There was almost a chill on my arms as I stood in the sunshine at Scandal Point. I had arrived in Shimla the previous evening on the train from Delhi. It was a welcome relief to find clean streets, space to move around and an escape from the stifling heat.
Shimla became the official summer capital of the Raj in the 1860s and I can understand why, even though I was there in November and it must be twice as hot in Delhi during the summer. Perhaps it was the British influence, but even the countryside around the town was reminiscent of home, and the need to bring an extra layer to put on “just in case” was certainly familiar to me.
Perhaps it’s something to do with being a hill station that makes the atmosphere work for me. At each different level there is a different ambience, from the intriguing markets of the bazaars that draw you in with brightly coloured fabric and smells of home-cooked food to the holiday town feel of the Ridge. And views everywhere – up to the Jakhu temple, with Hanuman watching your every move, or across green fields to the valleys.

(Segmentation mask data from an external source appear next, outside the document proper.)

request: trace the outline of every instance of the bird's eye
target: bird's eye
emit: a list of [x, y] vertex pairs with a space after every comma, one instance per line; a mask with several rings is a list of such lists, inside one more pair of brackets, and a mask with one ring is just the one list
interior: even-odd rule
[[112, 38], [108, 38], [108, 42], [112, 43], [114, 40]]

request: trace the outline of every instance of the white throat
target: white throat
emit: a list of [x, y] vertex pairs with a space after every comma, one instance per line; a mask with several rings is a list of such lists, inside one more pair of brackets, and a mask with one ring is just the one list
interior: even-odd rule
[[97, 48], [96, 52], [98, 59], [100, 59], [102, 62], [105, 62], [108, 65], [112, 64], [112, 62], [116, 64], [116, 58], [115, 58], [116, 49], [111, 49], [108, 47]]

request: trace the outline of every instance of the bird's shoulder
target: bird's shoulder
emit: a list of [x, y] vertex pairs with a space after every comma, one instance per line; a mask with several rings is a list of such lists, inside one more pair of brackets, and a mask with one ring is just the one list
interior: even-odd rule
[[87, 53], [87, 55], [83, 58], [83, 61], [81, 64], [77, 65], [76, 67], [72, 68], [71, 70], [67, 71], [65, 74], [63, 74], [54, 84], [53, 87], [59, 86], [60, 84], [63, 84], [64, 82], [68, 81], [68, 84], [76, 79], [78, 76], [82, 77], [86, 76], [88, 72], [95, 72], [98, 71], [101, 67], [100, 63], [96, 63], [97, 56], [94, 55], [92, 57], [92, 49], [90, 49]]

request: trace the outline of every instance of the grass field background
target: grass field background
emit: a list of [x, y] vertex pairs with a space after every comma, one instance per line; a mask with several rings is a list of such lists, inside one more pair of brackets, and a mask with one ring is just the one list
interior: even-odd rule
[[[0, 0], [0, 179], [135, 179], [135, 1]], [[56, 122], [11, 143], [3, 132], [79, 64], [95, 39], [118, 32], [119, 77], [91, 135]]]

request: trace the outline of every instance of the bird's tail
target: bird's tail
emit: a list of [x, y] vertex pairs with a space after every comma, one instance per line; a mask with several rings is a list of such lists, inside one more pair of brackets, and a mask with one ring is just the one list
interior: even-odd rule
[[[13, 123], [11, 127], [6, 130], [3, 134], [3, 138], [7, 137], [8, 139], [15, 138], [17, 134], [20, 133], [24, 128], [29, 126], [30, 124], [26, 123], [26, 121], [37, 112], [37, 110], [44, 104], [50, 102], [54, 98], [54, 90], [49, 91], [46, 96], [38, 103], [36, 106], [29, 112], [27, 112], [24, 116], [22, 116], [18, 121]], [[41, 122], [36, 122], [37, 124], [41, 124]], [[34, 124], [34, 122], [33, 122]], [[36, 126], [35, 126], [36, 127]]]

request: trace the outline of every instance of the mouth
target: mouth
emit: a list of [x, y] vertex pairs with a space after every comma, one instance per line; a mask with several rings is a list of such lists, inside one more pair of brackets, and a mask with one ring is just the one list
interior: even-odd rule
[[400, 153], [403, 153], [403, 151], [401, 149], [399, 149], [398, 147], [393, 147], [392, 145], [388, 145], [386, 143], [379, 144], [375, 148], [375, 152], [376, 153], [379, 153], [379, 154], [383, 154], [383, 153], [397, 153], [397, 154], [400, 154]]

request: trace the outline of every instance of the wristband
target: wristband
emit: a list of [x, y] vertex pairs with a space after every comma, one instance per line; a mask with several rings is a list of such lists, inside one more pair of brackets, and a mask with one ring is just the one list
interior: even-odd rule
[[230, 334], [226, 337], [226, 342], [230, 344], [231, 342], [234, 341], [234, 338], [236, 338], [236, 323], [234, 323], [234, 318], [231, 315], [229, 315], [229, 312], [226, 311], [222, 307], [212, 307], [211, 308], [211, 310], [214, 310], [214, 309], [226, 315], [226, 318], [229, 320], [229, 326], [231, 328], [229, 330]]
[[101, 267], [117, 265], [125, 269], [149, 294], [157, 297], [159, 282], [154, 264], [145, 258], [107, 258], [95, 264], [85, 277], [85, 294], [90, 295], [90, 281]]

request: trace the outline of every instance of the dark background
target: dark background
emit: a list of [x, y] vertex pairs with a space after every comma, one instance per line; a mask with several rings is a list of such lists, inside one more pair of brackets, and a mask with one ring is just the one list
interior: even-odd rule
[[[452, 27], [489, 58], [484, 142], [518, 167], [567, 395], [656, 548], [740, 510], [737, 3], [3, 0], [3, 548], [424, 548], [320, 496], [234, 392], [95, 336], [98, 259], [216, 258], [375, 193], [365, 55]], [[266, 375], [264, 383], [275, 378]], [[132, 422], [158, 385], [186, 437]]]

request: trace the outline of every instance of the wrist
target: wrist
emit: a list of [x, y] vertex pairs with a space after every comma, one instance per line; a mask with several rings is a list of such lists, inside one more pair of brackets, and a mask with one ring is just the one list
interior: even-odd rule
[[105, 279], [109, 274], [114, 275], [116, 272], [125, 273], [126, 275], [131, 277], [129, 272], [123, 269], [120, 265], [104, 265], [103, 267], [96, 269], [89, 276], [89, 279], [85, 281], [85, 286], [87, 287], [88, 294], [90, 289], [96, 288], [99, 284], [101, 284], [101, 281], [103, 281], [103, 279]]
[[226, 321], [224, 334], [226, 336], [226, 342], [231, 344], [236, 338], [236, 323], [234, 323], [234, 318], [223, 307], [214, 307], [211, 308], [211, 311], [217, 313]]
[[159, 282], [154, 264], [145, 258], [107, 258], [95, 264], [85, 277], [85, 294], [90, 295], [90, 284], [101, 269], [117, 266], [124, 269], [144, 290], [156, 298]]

Arriving in Shimla on the toy train is definitely an experience. This was my first train journey in India and the initial train ride out of Delhi was a delight, mainly due to the introduction of morning tea and breakfast served by polite waiters. This didn’t prevent the train from running late so there was a danger that I would miss my onward connection up the hill. The inability to change things or take a different route and so relax and enjoy the journey seems to be common on trains wherever I am in the world. Fortunately the toy train waited for us at Kalka station – mainly because most of the passengers were on the Delhi train. These carriages were a little less comfortable, but the open windows gave opportunities for taking photos and really being able to see the world as you passed by villages and stations and through the 100 tunnels that make up the journey. It was an introduction to the mystery of knowing how long a train would stop at a station and allowed me to appreciate travelling alone – but I’ll save the story of the missing pensioners for another time.
My advice: visit Shimla for a different perspective of India. It will take you back in time and bring you back feeling refreshed.